Department of Mathematics

Stanford University

Spring 2012 meeting


Date: Saturday, June 2, 2012.

Location: Building 380, basement, room: 380-C.

contact: David Hoffman, Yanir Rubinstein, Brian White.

POSTER


The Spring 2012 meeting of the Bay Area Differential Geometry will take place at Stanford University.
It will feature 2 main talks, and 3 shorter talks by graduate students.
We hope the graduate student talks will become a tradition in the last BADG meeting each year.

Schedule:

  • 9:30-10:30 breakfast, refreshments.

  • 10:30-11:30 Yakov Eliashberg (Stanford)

  • 12:00-12:30 Alessandro Carlotto (Stanford)

  • 2:30-3 Corey Shanbrom (Santa Cruz)

  • 3:30-4:30 Fernando Coda-Marques (IMPA)

  • 5:00-5:30 John Pardon (Stanford)

  • 6:30 Banquet: at Cafe Sophia ($25; $10 post-docs, $5 students). If you are interested in
    attending the dinner banquet, you should register by clicking here: sign-up for banquet

    Abstracts:

  • Yakov Eliashberg: Renaissance of h-principle in symplectic topology
    From the very first steps of symplectic topology, rigid and flexible results coexisted side by side. However, beginning from the introduction of the method of holomorphic curves by Gromov, rigid results dominated the development of symplectic topology. On the other hand, some recent successes on the flexible side again reminded us that flexible and rigid sides of symplectic topology are not far from each other.

  • Alessandro Carlotto: Updates on the Gauss curvature prescription problem on singular surfaces
    The Gauss curvature prescription problem is modeled by a class nonlinear equations (usually named after Liouville) that exhibit a number of interesting and deep properties. In the last ten years, their singular counterparts have been extensively studied and the corresponding variational theory shows a surprising interplay of Analysis and Topology. In this talk I will try to give a glimpse of such theory and say how it allows to answer hard questions concerning the motivating geometric problem.

  • Corey Shanbrom: The Kepler Problem on the Heisenberg Group
    The Kepler problem is among the oldest and most fundamental problems in mechanics. It has been studied in curved geometries, such as the sphere and hyperbolic plane. Here, we formulate the problem on the Heisenberg group, the simplest sub-Riemannian manifold. Key to this formulation is a 1973 result of Folland, who found the fundamental solution to the Heisenberg sub-Laplacian. We will discuss the geometry of this space and present partial results and first steps towards a solution to the Kepler-Heisenberg problem.

  • Fernando Coda Marques: Min-max theory and the Willmore conjecture
    In 1965, T. J. Willmore conjectured that the integral of the square of the mean curvature of any torus immersed in Euclidean three-space is at least 2\pi^2. In this talk we will describe a solution to the Willmore conjecture based on the min-max theory of minimal surfaces.

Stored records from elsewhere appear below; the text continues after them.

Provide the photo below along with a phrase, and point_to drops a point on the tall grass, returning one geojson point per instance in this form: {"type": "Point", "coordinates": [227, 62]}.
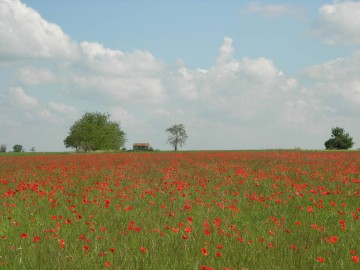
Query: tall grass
{"type": "Point", "coordinates": [196, 210]}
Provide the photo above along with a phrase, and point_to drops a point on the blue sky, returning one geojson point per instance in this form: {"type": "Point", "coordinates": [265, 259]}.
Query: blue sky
{"type": "Point", "coordinates": [238, 74]}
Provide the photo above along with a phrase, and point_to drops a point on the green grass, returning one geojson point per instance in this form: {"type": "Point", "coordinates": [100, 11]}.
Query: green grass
{"type": "Point", "coordinates": [252, 204]}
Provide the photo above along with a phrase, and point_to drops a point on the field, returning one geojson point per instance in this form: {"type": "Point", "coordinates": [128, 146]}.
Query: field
{"type": "Point", "coordinates": [186, 210]}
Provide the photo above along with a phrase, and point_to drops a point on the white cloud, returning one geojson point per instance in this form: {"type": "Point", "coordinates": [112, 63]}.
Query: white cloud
{"type": "Point", "coordinates": [36, 76]}
{"type": "Point", "coordinates": [339, 78]}
{"type": "Point", "coordinates": [23, 33]}
{"type": "Point", "coordinates": [226, 50]}
{"type": "Point", "coordinates": [275, 10]}
{"type": "Point", "coordinates": [62, 108]}
{"type": "Point", "coordinates": [18, 97]}
{"type": "Point", "coordinates": [339, 23]}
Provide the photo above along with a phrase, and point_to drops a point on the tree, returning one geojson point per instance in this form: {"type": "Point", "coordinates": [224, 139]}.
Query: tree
{"type": "Point", "coordinates": [177, 135]}
{"type": "Point", "coordinates": [3, 148]}
{"type": "Point", "coordinates": [94, 131]}
{"type": "Point", "coordinates": [18, 148]}
{"type": "Point", "coordinates": [339, 139]}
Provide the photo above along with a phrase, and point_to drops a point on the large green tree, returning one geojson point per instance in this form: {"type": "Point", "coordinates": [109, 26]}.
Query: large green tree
{"type": "Point", "coordinates": [177, 135]}
{"type": "Point", "coordinates": [94, 131]}
{"type": "Point", "coordinates": [339, 139]}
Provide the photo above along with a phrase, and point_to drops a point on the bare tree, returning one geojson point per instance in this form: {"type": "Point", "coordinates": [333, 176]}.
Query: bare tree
{"type": "Point", "coordinates": [177, 136]}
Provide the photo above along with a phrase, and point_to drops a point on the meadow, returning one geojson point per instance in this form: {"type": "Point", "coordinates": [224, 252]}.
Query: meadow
{"type": "Point", "coordinates": [181, 210]}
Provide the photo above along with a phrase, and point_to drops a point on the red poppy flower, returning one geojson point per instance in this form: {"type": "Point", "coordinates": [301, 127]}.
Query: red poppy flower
{"type": "Point", "coordinates": [36, 239]}
{"type": "Point", "coordinates": [204, 251]}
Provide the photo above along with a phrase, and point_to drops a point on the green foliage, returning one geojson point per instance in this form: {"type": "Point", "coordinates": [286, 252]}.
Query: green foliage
{"type": "Point", "coordinates": [3, 148]}
{"type": "Point", "coordinates": [94, 131]}
{"type": "Point", "coordinates": [339, 140]}
{"type": "Point", "coordinates": [18, 148]}
{"type": "Point", "coordinates": [177, 135]}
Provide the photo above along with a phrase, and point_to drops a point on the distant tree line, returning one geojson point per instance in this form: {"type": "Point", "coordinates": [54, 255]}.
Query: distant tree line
{"type": "Point", "coordinates": [94, 131]}
{"type": "Point", "coordinates": [17, 148]}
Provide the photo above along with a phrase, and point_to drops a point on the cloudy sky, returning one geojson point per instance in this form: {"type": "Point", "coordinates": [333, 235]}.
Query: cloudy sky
{"type": "Point", "coordinates": [238, 74]}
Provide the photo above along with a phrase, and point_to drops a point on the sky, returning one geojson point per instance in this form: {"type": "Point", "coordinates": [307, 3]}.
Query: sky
{"type": "Point", "coordinates": [238, 74]}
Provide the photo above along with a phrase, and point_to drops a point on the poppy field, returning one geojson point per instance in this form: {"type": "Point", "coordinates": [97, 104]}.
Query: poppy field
{"type": "Point", "coordinates": [181, 210]}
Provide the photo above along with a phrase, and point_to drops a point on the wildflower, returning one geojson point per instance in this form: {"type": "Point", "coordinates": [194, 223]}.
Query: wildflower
{"type": "Point", "coordinates": [218, 254]}
{"type": "Point", "coordinates": [36, 239]}
{"type": "Point", "coordinates": [204, 251]}
{"type": "Point", "coordinates": [333, 239]}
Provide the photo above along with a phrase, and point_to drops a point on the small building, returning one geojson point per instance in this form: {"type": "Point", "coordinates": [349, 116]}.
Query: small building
{"type": "Point", "coordinates": [141, 146]}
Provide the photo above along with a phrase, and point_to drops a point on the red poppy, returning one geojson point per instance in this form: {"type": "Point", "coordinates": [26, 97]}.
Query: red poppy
{"type": "Point", "coordinates": [36, 239]}
{"type": "Point", "coordinates": [204, 251]}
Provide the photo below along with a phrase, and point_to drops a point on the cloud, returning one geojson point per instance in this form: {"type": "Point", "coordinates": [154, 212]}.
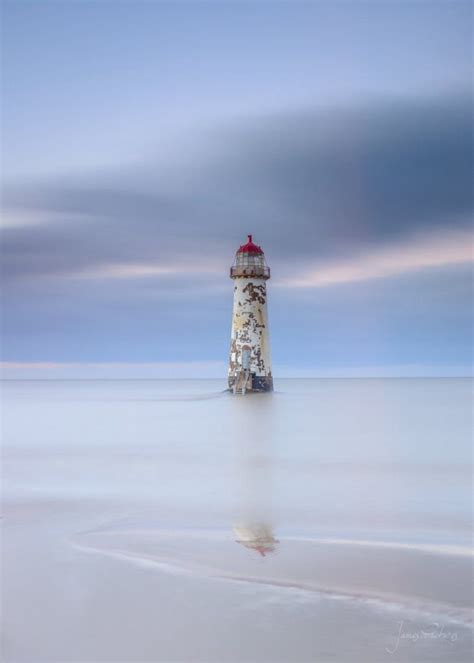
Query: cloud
{"type": "Point", "coordinates": [436, 250]}
{"type": "Point", "coordinates": [310, 185]}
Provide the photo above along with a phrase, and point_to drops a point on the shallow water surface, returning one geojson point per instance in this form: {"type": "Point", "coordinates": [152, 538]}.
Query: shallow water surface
{"type": "Point", "coordinates": [172, 521]}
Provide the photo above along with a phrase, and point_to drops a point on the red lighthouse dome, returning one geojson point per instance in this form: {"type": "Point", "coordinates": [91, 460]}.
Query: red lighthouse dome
{"type": "Point", "coordinates": [250, 247]}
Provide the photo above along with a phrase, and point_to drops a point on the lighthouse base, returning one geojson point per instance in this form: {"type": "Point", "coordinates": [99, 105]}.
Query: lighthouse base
{"type": "Point", "coordinates": [242, 383]}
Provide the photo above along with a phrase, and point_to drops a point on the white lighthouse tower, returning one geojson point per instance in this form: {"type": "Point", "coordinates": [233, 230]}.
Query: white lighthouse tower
{"type": "Point", "coordinates": [249, 362]}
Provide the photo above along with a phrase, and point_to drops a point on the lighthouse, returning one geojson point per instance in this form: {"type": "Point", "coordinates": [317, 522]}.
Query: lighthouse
{"type": "Point", "coordinates": [249, 362]}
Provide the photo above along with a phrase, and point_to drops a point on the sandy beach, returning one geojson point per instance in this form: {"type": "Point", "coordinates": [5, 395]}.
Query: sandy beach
{"type": "Point", "coordinates": [140, 524]}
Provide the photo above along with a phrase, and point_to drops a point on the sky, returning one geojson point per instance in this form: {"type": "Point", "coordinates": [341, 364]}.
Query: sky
{"type": "Point", "coordinates": [143, 141]}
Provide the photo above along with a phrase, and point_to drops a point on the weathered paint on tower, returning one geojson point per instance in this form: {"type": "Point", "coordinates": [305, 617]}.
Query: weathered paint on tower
{"type": "Point", "coordinates": [250, 362]}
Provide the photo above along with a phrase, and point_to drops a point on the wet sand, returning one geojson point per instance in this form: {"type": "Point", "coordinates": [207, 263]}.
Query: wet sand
{"type": "Point", "coordinates": [127, 538]}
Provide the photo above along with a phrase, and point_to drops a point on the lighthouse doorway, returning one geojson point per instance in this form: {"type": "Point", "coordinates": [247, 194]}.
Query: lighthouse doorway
{"type": "Point", "coordinates": [245, 358]}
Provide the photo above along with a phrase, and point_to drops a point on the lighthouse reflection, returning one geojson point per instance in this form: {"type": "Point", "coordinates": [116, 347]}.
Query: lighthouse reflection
{"type": "Point", "coordinates": [256, 536]}
{"type": "Point", "coordinates": [254, 524]}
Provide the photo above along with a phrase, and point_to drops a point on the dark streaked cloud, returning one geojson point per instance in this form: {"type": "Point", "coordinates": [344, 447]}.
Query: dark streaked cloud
{"type": "Point", "coordinates": [310, 185]}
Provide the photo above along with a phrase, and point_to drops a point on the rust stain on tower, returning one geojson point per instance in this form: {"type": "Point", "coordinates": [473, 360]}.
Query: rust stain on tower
{"type": "Point", "coordinates": [250, 361]}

This is joint work with Andre Neves (Imperial College, UK).

  • John Pardon: Totally disconnected groups (not) acting on three-manifolds
    Hilbert's Fifth Problem asks whether every topological group which is a manifold is in fact a (smooth!) Lie group; this was solved in the affirmativ e by Gleason and Montgomery--Zippin. A stronger conjecture is that a locally compact topological group which acts faithfully on a manifold must be a Lie group. This is the Hilbert--Smith Conjecture, which in full generality is still wide open. It is known, however (as a corollary to the work of Gleason and Montgomery--Zippin) that it suffices to rule out the case of the additive group of p-adic integers acting faithfully on a manifold. I will present a solution in dimension three. The proof uses tools from low-dimensional topology, for example incompressible surfaces, minimal surfaces, and a property of the mapping class group.